At the township’s two high schools, a good indicator of the overall racial makeup of students district-wide, Brick Township High School was slightly more diverse, with 78.6 percent of students identified as white, 14.8 Hispanic, 3.3 percent black and 2.7 percent Asian. The remainder of students, fractions of percentages of the population, were Pacific Islander and American Indian. At Brick Memorial, 82.8 percent of students were white, followed by 8.4 percent Hispanic, 5.5 percent black and 2.6 percent Asian.
Schools had widely-varying percentages of students considered economically disadvantaged, ranging from 15 percent at Herbertsville Elementary School to 47.9 percent at Osbornville Elementary School.
Education officials define an economically disadvantaged student as a student who is eligible for free or reduced-price lunch. Eligibility is dictated by income in relation to family size. For a household of two people, the income limit is $29,101. For three people, it is $36,612, and for a four-person household, the income limit is $44,123.
From least to most, here’s the percentage of students considered economically disadvantaged in each Brick Township school:
- Herbertsville Elementary: 15 percent
- Midstreams Elementary 17.2 percent
- Brick Memorial High School: 22.9 percent
- Primary Learning Center (no longer exists): 25.3 percent
- Veterans Memorial Middle School: 26.7 percent
- Lanes Mill Elementary School: 29.8 percent
- Drum Point Elementary School: 30.7 percent
- Brick Township High School: 33.9 percent
- Veterans Memorial Elementary School: 35.4 percent
- Lake Riviera Middle School: 40.8 percent
- Emma Havens Young Elementary School: 41.3 percent
- Osbornville Elementary School: 47.9 percent
Regardless of race or income disparity, the vast majority of Brick students will graduate high school, while only a very small percentage will drop out before graduation.
The overall graduation rate at Brick Township High School was 87 percent, a significant percentage though enough for just the 27th percentile statewide and 49th percentile among peer schools, which the state defines as schools that have similar grade configurations and that are educating students of similar demographic characteristics.
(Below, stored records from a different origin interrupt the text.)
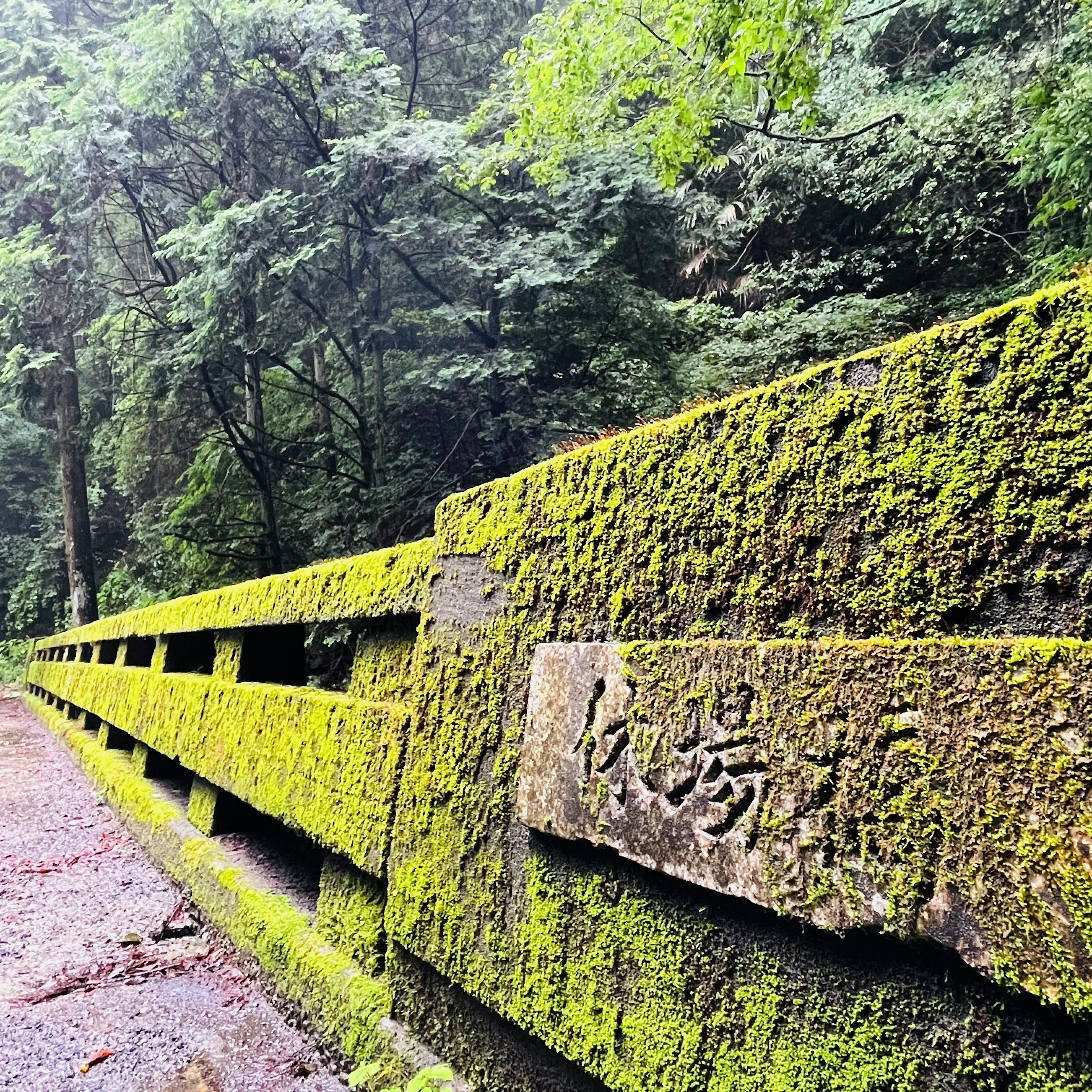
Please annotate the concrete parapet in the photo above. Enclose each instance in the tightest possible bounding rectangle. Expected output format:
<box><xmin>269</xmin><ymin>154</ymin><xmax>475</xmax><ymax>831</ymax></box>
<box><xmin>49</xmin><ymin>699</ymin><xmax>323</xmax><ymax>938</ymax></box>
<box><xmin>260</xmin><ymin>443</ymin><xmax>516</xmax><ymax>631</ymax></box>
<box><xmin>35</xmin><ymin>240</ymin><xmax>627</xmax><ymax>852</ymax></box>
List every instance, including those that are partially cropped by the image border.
<box><xmin>27</xmin><ymin>281</ymin><xmax>1092</xmax><ymax>1092</ymax></box>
At Brick Memorial High School, 90 percent of students graduate.
The dropout rate at both schools was low – 1.1 percent at BTHS and 1.7 percent at BMHS.
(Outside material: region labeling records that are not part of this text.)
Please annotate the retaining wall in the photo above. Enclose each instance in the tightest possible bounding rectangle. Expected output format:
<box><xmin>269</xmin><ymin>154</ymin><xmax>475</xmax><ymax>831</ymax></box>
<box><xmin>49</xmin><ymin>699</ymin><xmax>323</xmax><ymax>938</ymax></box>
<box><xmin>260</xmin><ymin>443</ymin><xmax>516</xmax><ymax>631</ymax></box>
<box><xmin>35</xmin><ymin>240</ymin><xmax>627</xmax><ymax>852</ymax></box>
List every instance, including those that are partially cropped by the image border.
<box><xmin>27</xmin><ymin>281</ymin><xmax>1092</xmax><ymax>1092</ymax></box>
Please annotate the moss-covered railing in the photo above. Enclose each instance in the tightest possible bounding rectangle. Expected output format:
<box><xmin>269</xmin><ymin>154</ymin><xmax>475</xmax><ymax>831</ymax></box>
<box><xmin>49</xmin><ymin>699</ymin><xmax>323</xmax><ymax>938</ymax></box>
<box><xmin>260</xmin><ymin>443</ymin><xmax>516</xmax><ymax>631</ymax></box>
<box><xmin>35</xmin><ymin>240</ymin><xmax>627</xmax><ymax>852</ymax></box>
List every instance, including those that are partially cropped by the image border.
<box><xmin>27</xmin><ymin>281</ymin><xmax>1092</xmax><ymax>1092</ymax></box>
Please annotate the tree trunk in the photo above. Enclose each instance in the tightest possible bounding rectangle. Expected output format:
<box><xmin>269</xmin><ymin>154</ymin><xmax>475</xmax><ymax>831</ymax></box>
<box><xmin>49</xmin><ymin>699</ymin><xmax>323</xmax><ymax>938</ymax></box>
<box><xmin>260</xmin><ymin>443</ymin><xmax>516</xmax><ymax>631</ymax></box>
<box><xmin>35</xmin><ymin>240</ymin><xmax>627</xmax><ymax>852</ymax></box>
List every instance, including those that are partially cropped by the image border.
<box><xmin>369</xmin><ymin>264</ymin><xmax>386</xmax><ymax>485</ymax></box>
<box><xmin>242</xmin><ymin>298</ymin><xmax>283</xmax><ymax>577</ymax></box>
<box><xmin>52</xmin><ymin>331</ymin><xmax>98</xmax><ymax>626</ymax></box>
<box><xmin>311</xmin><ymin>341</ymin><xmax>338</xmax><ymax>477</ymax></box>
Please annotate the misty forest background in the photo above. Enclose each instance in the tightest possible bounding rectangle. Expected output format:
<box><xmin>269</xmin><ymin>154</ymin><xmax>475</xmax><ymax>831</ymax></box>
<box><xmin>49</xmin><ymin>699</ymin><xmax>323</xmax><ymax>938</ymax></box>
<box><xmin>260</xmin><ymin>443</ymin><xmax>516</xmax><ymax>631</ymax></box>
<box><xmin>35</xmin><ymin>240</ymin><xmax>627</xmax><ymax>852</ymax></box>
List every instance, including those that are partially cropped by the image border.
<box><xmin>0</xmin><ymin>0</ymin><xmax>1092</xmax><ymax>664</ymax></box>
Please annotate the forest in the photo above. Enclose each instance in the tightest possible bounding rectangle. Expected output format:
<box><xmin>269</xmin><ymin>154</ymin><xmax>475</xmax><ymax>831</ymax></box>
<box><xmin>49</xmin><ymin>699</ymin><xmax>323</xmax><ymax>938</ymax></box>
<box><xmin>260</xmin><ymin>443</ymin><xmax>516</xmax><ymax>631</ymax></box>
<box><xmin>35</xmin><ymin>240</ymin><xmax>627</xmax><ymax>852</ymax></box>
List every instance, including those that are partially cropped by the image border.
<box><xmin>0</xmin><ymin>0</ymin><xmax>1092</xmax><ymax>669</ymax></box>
At BTHS, 11.9 percent of students were suspended at some point during the 2013-14 school year, while 12.5 percent of BMHS students were suspended.
After graduating, 73 percent of both BTHS and BMHS students were enrolled in either two or four year colleges. At BTHS, 56 percent of students who went to college attended a two year school within 16 months of graduating and 43.8 percent attended a four year school. At BMHS, 55 percent of post-secondary students attended a two year college and 45 percent attended a four year school.